16 DEC 2022

TV viewing surged in November, powered by sports and streaming content

Time spent watching television in the United States climbed considerably in November, marking the second-highest month of overall TV consumption in 2022, trailing behind January, Nielsen revealed in its latest report from The Gauge.

16 DEC 2022

Share
  • Facebook
  • X
  • Linkedin
  • Whatsapp

Time spent watching television climbed considerably in November, marking the second-highest month of overall TV consumption in 2022, trailing behind January, Nielsen revealed in its latest report from The Gauge, the media measurement company's monthly snapshot of total TV and streaming usage in the United States.

The Gauge reported five days in November with over 100 billion minutes of TV viewing, including Thanksgiving Day (November 24) when audiences spent nearly 106 billion minutes in front of television screens. Thanksgiving ranked as the second most-watched day of TV so far in 2022, second to January 16, which racked up over 107 billion minutes that were largely driven by three NFL Wild Card games.

Overall TV usage climbed 7.8% from October, and viewing volume was up for all categories across The Gauge on a monthly basis. Streaming saw the largest monthly increase in November with a 10.2% bump in usage, which brought the category to 38.2% of total TV viewing and set another record share for the digital format. Compared with November 2021, streaming usage grew by 41.2% and the category gained 9.7 share points.

From a streaming platform perspective, Netflix, HBO Max and YouTube all achieved double-digit viewing increases in November, up 13.1%, 12.2% and 11.8%, respectively, versus October. Netflix also saw the most significant monthly increase in share (+0.4) to finish November with 7.6% of TV.

Meanwhile, viewing of linear television on MVPD (multichannel video programming distributor) and vMVPD (virtual multichannel video programming distributor) apps represented 5.8% of total television usage and 15.2% of streaming usage in November (compared with 5.7% and 15.4%, respectively, in October). YouTube TV accounted for 15.4% of YouTube viewing (1.4 share points), and Hulu Live made up 12.0% of Hulu viewing (0.5 share points). Broadcast and cable content viewed through linear streaming apps also credits the respective category.

Broadcast usage rose 6.7% from October, but due to the large increase in total television usage, its share of TV dropped slightly (-0.3 points) to 25.7%. Primarily driven by NFL programming, World Cup coverage, and four World Series games, broadcast sports viewing jumped 10.2% and accounted for the largest share (32%) of the category's viewing total. Broadcast news viewing was also up 14.6% compared with October, and viewing to the drama genre declined by over 12%.

Total broadcast viewing in November was fairly similar compared with the same month one year ago (-0.7%), and from a share perspective, broadcast lost 1.6 share points.

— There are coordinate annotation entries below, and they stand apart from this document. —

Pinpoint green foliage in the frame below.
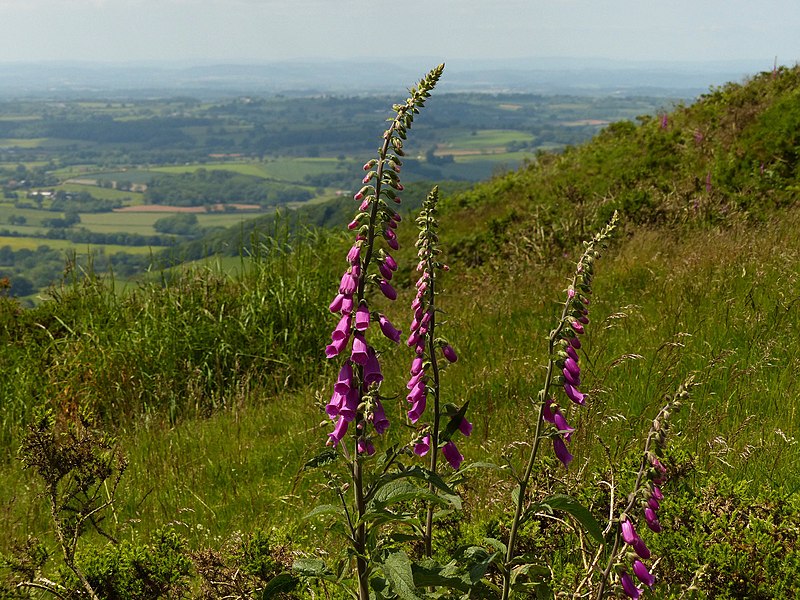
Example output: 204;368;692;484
652;476;800;600
70;529;192;600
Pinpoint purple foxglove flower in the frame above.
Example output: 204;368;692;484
442;344;458;363
644;506;661;533
564;383;586;405
406;371;425;390
347;244;361;265
328;417;347;448
414;435;431;456
357;438;375;456
325;338;348;358
411;356;422;375
406;379;428;402
633;558;656;587
342;294;354;313
339;270;357;295
553;435;573;467
328;294;344;313
339;390;358;423
372;401;389;435
325;390;345;419
378;279;397;300
378;315;400;344
350;332;369;367
562;367;581;388
378;263;394;281
364;348;383;385
631;536;650;560
553;409;575;441
331;314;350;342
333;361;353;394
619;571;642;599
542;399;558;424
442;442;464;471
408;395;426;423
355;302;369;331
564;356;581;377
620;519;639;545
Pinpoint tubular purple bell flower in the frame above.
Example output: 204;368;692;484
644;506;661;533
358;438;375;456
633;558;656;587
331;314;350;342
442;441;464;471
333;361;353;394
342;294;353;313
408;394;424;424
339;270;358;295
378;315;401;344
619;571;642;599
553;435;573;467
378;279;397;300
564;382;586;405
620;519;639;545
411;356;422;375
325;338;348;358
370;400;389;435
414;435;431;456
355;302;369;331
328;417;347;448
325;391;346;419
347;244;361;265
442;344;458;363
328;294;344;313
383;254;397;271
364;348;383;386
350;332;369;367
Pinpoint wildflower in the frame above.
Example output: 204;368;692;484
350;332;369;367
553;435;573;467
414;435;431;456
328;417;347;448
355;302;369;331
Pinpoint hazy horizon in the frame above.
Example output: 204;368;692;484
0;0;800;66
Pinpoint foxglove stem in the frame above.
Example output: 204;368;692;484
501;212;618;600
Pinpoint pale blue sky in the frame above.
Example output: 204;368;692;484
0;0;800;68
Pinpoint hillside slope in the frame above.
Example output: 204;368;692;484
0;68;800;598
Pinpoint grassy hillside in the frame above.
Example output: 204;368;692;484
0;63;800;598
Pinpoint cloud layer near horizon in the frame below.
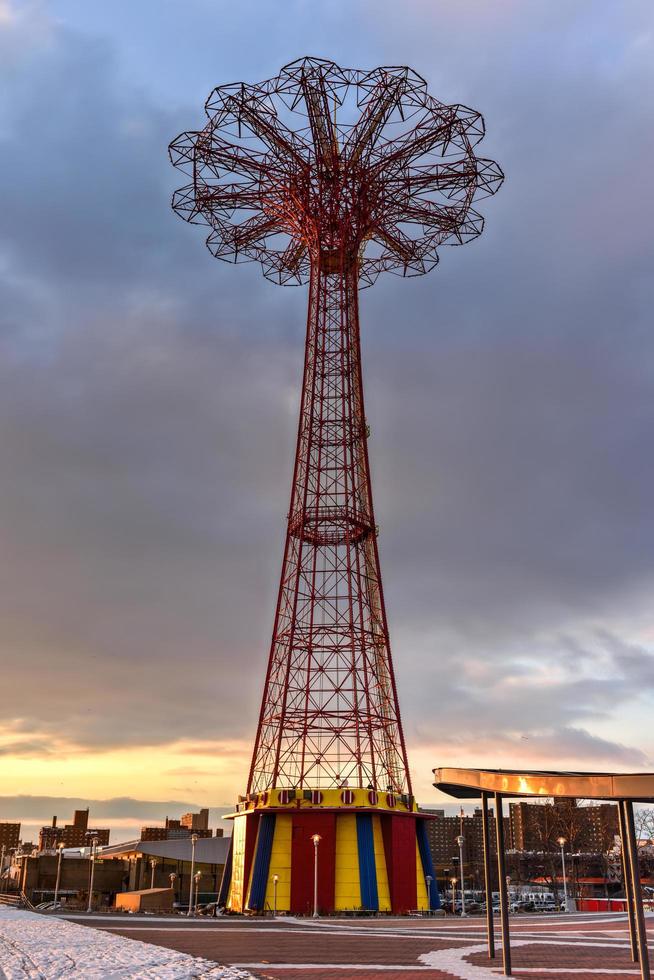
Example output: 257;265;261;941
0;0;654;817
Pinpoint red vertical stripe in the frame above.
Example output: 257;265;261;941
381;814;418;915
291;811;336;915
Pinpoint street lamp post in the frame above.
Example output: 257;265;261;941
187;834;198;915
456;834;466;918
86;837;98;912
53;841;64;908
558;837;568;912
273;875;279;919
311;834;322;919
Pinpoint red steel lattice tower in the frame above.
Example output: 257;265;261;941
171;58;503;916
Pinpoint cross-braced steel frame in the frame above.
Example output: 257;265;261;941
171;58;503;794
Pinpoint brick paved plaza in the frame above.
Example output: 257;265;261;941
65;914;654;980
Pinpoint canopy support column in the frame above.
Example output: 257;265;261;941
481;793;495;960
498;793;511;977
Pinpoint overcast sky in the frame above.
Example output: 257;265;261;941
0;0;654;844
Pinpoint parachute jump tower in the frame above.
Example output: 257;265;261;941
170;58;503;914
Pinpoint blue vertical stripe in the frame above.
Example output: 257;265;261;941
416;820;441;911
247;813;275;912
357;813;379;912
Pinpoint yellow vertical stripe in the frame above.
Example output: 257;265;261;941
227;814;247;912
416;841;429;909
372;814;391;912
334;813;361;912
265;813;293;912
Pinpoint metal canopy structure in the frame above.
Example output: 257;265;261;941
433;768;654;980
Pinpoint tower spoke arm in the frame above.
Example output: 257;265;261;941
344;77;405;164
301;75;338;170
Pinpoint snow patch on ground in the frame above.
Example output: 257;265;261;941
0;907;252;980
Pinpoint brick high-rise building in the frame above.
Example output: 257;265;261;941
141;809;218;840
180;810;209;833
39;807;111;851
0;823;20;853
509;799;618;854
421;807;508;871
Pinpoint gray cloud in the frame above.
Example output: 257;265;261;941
0;0;654;780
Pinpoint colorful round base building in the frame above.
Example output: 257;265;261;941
221;789;440;915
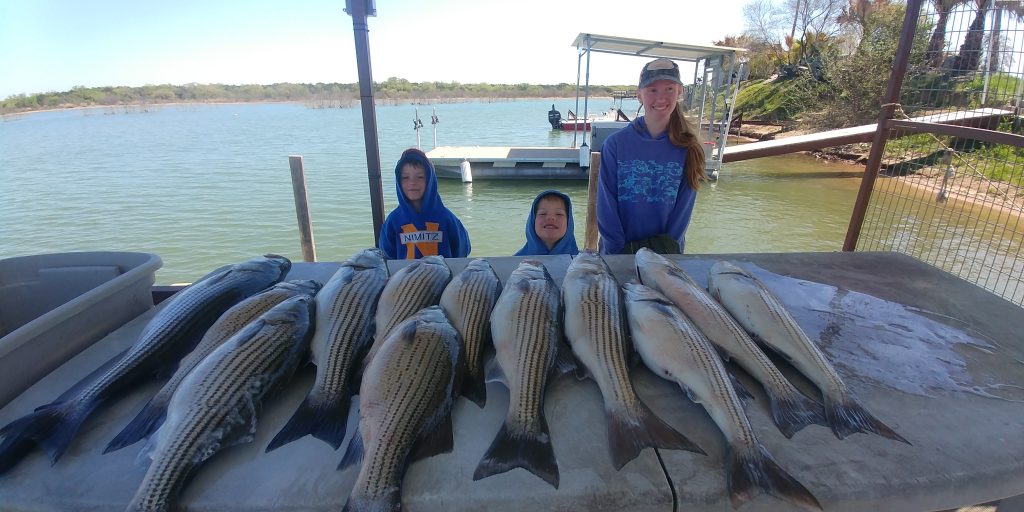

Additionally, broadcast sports viewing was down 5.6% on the year, while broadcast news viewing was up 19%.

Cable gained the smallest amount of monthly growth among viewing categories in The Gauge (+4.2%) and ended November with 31.8% of total TV usage, representing a monthly loss of 1.1 share points. The increase in cable viewing was driven by the feature film genre, which climbed 32.7% to make up 18.7% of cable's total, and cable news (+1.4% on volume), which remained the top genre for the category with 18.9%.

On a year-over-year basis, time spent watching cable content declined 9.3% and the category lost 5.1 share points. A yearly comparison also shows that cable sports and cable news viewing were up 19.6% and 17.6%, respectively, versus November 2021.